Deterrence strategies for Pancoast tumors focus primarily on risk factor modification and early recognition of atypical symptoms. Tobacco cessation remains the most effective preventive strategy, given the strong association with lung malignant neoplasms. Patients should be educated to seek prompt evaluation for persistent shoulder pain, upper extremity weakness, or features suggestive of Horner syndrome, even in the absence of respiratory symptoms, as early presentation is often nonpulmonary. Early reporting and timely imaging can facilitate diagnosis at a potentially resectable stage, improving overall outcomes.

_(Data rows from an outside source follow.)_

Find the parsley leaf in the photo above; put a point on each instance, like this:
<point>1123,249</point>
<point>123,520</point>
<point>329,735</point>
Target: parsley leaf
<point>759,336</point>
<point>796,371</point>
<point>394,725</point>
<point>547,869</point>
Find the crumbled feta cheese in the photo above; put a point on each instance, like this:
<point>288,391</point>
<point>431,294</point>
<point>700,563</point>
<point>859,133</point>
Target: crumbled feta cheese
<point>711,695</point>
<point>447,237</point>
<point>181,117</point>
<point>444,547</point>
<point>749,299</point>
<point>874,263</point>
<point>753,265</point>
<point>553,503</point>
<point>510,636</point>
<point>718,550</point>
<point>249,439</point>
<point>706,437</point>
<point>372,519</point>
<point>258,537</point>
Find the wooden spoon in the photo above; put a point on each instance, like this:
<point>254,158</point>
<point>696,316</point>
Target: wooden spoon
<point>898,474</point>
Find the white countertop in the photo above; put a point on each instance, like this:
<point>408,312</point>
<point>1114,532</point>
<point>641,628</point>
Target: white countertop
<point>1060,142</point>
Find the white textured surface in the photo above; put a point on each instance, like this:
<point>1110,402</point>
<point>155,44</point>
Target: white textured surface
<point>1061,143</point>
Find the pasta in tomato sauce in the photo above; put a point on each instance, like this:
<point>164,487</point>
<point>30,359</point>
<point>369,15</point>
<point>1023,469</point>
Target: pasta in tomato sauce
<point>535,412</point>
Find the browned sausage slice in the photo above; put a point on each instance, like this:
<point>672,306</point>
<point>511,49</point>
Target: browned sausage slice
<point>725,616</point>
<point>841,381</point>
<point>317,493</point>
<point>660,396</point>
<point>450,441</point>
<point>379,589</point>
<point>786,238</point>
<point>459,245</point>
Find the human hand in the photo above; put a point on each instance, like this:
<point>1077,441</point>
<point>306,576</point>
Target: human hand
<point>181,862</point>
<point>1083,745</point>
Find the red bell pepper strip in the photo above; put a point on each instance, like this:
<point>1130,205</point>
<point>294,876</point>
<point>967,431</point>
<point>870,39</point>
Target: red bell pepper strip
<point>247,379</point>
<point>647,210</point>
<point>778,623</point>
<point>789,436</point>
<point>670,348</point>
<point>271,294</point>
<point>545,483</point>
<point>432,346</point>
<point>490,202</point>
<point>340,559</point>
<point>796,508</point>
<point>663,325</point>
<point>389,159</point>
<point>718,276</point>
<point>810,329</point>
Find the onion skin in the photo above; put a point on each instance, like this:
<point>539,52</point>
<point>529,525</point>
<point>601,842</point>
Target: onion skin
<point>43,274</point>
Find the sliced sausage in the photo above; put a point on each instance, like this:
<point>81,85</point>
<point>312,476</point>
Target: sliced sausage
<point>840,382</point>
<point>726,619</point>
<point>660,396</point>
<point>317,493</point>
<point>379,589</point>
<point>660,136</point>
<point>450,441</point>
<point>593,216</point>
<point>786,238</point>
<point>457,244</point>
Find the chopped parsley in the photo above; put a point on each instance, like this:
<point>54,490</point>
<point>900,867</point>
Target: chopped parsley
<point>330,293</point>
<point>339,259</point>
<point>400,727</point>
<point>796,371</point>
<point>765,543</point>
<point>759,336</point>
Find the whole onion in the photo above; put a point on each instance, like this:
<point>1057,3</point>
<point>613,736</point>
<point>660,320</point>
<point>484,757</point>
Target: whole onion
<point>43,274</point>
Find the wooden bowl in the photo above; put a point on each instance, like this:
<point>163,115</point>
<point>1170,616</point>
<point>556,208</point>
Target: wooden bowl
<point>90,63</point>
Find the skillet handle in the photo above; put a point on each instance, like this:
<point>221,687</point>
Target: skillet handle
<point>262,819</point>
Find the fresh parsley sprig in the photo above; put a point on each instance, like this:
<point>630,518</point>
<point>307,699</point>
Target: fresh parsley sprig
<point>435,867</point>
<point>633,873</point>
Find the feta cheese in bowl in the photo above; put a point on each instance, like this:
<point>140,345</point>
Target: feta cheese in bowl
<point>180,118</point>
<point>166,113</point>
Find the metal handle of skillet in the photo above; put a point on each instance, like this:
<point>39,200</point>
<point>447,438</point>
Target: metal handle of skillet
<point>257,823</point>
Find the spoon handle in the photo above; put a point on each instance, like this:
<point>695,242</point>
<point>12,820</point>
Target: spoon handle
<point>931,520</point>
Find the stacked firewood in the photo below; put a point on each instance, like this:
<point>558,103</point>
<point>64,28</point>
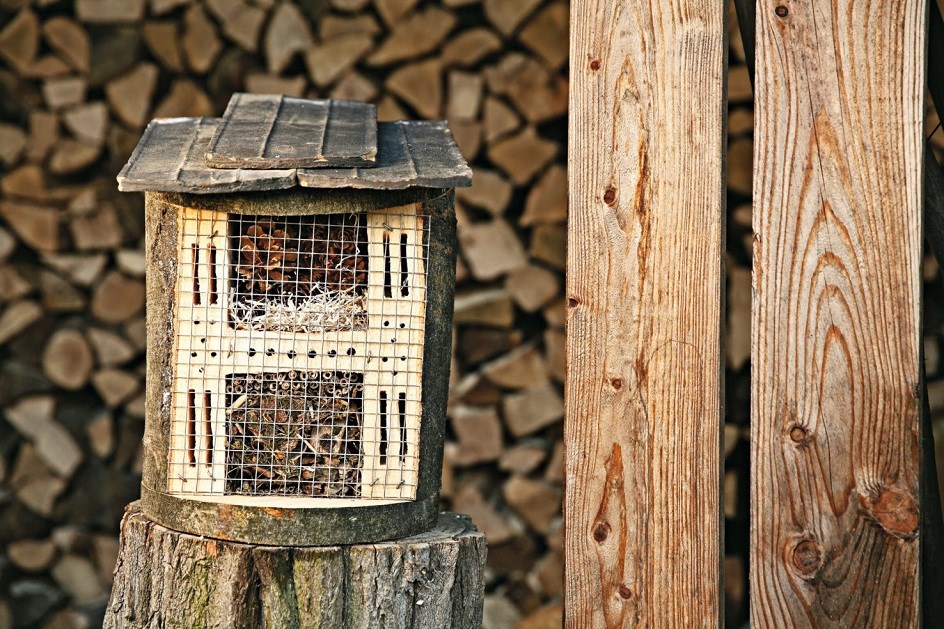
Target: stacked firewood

Pancoast tumors are apical NSCLCs that often present with shoulder or arm pain long before respiratory symptoms; therefore, persistent unilateral shoulder pain in a patient with a significant smoking history warrants chest imaging to avoid diagnostic delay. Early MRI of the thoracic inlet and PET-CT–based staging, combined with interdisciplinary planning, are essential to define resectability and deliver curative trimodality therapy (induction chemoradiation followed by en bloc resection).

Initially, patients may receive an incorrect diagnosis of bursitis and osteoarthritis (due to presenting concerns of neck and shoulder pain), which may lead to symptom persistence and a delay in diagnosis of up to 5 to 10 months in some cases.[36] High suspicion is necessary to diagnose these patients early, improving prognosis.[37] Adequate pain control measures are important when treating patients with superior sulcus tumors, as pain is the most debilitating symptom patients report. The overall prognosis of the disease is quite poor; therefore, the interprofessional team should focus on prevention measures and educating the population at risk (primarily patients who smoke). An interprofessional approach to this disease is best, involving clinicians in multiple specialties, nursing, and pharmacy, as well as other ancillary personnel (respiratory and other therapists). Primary prevention education should begin with pharmacists, nurses, and primary care clinicians. Patients who smoke should be encouraged to quit tobacco use and have regular, guideline-determined, age-appropriate screening (annual low-dose CT scan in individuals 50 to 80 years of age with a 20 pack-year smoking history, as per the United States Preventive Services Task Force (USPSTF), National Comprehensive Cancer Network (NCCN) 2026 guidelines, and American Society of Clinical Oncology (ASCO) 2025 recommendations). Early diagnosis and treatment are associated with a better prognosis.